Open Source Document Management Solutions Written in Java
|
|
Content Management Systems (CMS) have always been a nebulous term. That's one reason that I've never included this category in my reviews of Java open source projects.
One of the primary features of a CMS is its support for Repository services. In recent months, there have been a couple of CMS implementations that supported JSR-170 (i.e a standard content repository specification). In general these capabilities are orthogonal to the presentation features available in many CMS. The primary intent of document repostiories is to support scalable management of large documents. This review contains CMS implementations that place more emphasis on this rather than the presentation layer.
Here's the list of "Document Repository" implementations that I have found:
- DSpace Federation - DSpace is a digital library system to capture, store, index, preserve, and redistribute the intellectual output in digital formats. Developed jointly by MIT Libraries and Hewlett-Packard (HP).
- Fedora - The Flexible Extensible Digital Object Repository Architecture. The system is designed to be a foundation upon which interoperable web-based digital libraries, institutional repositories and other information management systems can be built, it demonstrates how distributed digital library architecture can be deployed using web-based technologies, including XML and Web services. The Fedora project was funded by the Andrew W. Mellon Foundation.
- FlexStor - FLEX-db is an enterprise-wide, digital asset management product built upon JAVA and an object-based extensible Enterprise Java Bean (EJB) architecture.
- Magnolia - Magnolia supports JSR-170. It features a very flexible structure, platform-independence through the use of Java and XML, a simple to use API, easy templating through the use of JSP, JSTL and a custom tag library, automatic administrative UI generation.

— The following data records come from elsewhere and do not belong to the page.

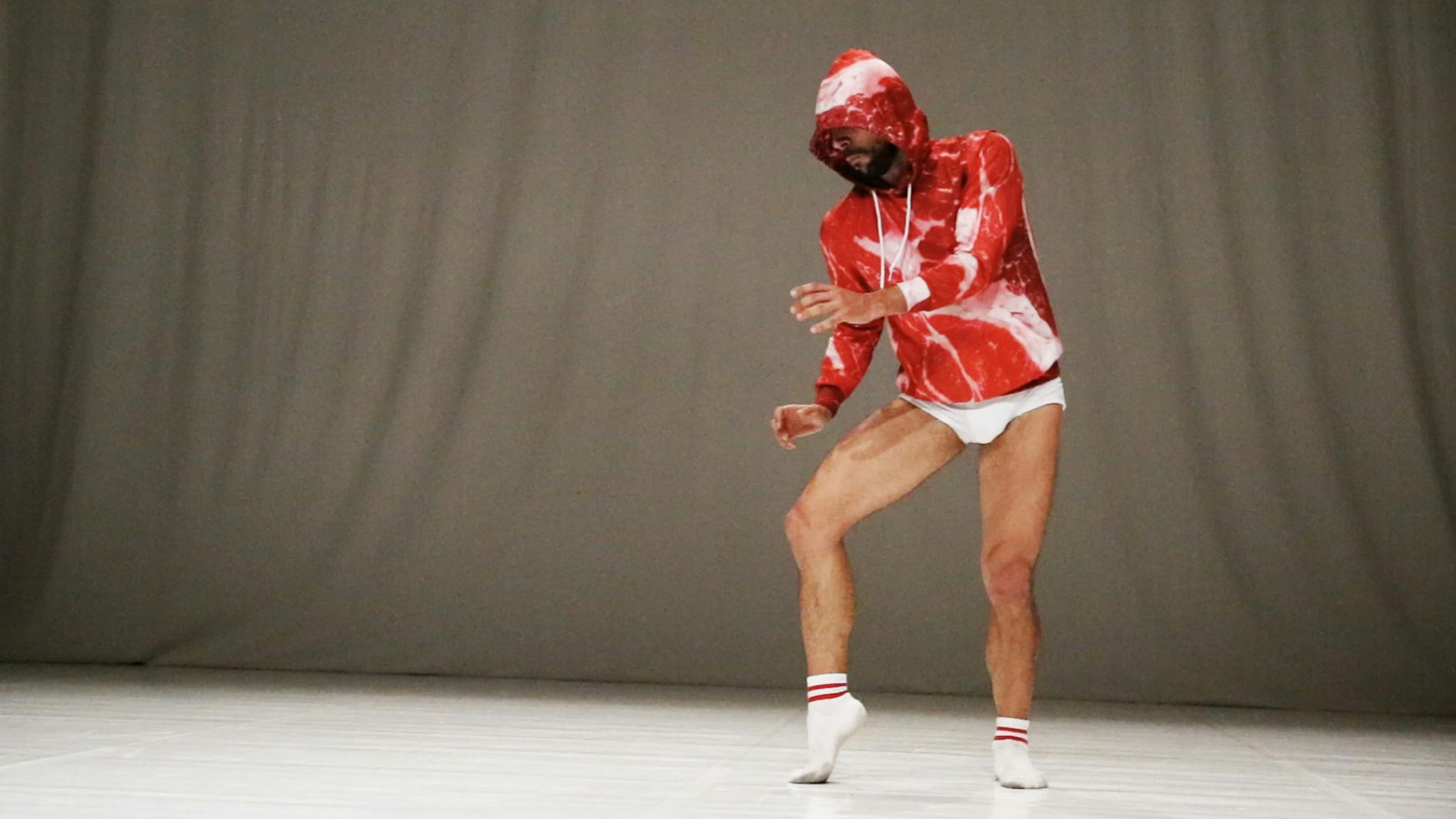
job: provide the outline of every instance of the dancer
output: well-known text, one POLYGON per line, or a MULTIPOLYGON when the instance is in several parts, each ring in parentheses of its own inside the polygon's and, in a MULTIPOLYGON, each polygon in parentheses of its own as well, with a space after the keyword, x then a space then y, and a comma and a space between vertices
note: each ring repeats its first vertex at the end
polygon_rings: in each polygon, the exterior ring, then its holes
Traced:
POLYGON ((776 408, 775 436, 794 449, 824 428, 887 322, 900 396, 834 446, 785 519, 808 665, 810 759, 791 781, 827 781, 865 720, 849 692, 855 592, 844 535, 977 443, 996 780, 1047 787, 1029 756, 1032 570, 1066 399, 1016 154, 996 131, 932 140, 900 76, 860 50, 842 54, 820 85, 810 149, 855 187, 820 229, 830 284, 791 293, 794 316, 833 335, 814 402, 776 408))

- Daisy - Daisy is a comprehensive content management application framework, consisting of a standalone repository server accessible through HTTP/XML and a high-level (remote) Java API, and an extensive Daisy browsing and editing DaisyWiki application.
- Slide - The Slide project main module is a content repository, which can be seen as a low-level content management framework. Conceptually, it provides a hierarchical organization of binary content which can be stored into arbitrary, heterogenous, distributed data stores. In addition, Slide integrates security, locking and versioning. Slide also offers a WebDAV access.
- JackRabbit - The Jackrabbit Project has been formed to develop an open source implementation of the Content Repository for Java Technology API (JCR), being specified within the Java Community Process as JSR-170. Day Software, the JSR-170 specification lead, has licensed an initial implementation of the JCR reference implementation for use as seed code for this project.
- MMBase - MMBase is a Web Content Management System with strong multi media features and advanced portal functionalities. MMBase has a large installed base in The Netherlands, and is used by major Dutch broadcasters, publishers, educational institutes, national and local governments.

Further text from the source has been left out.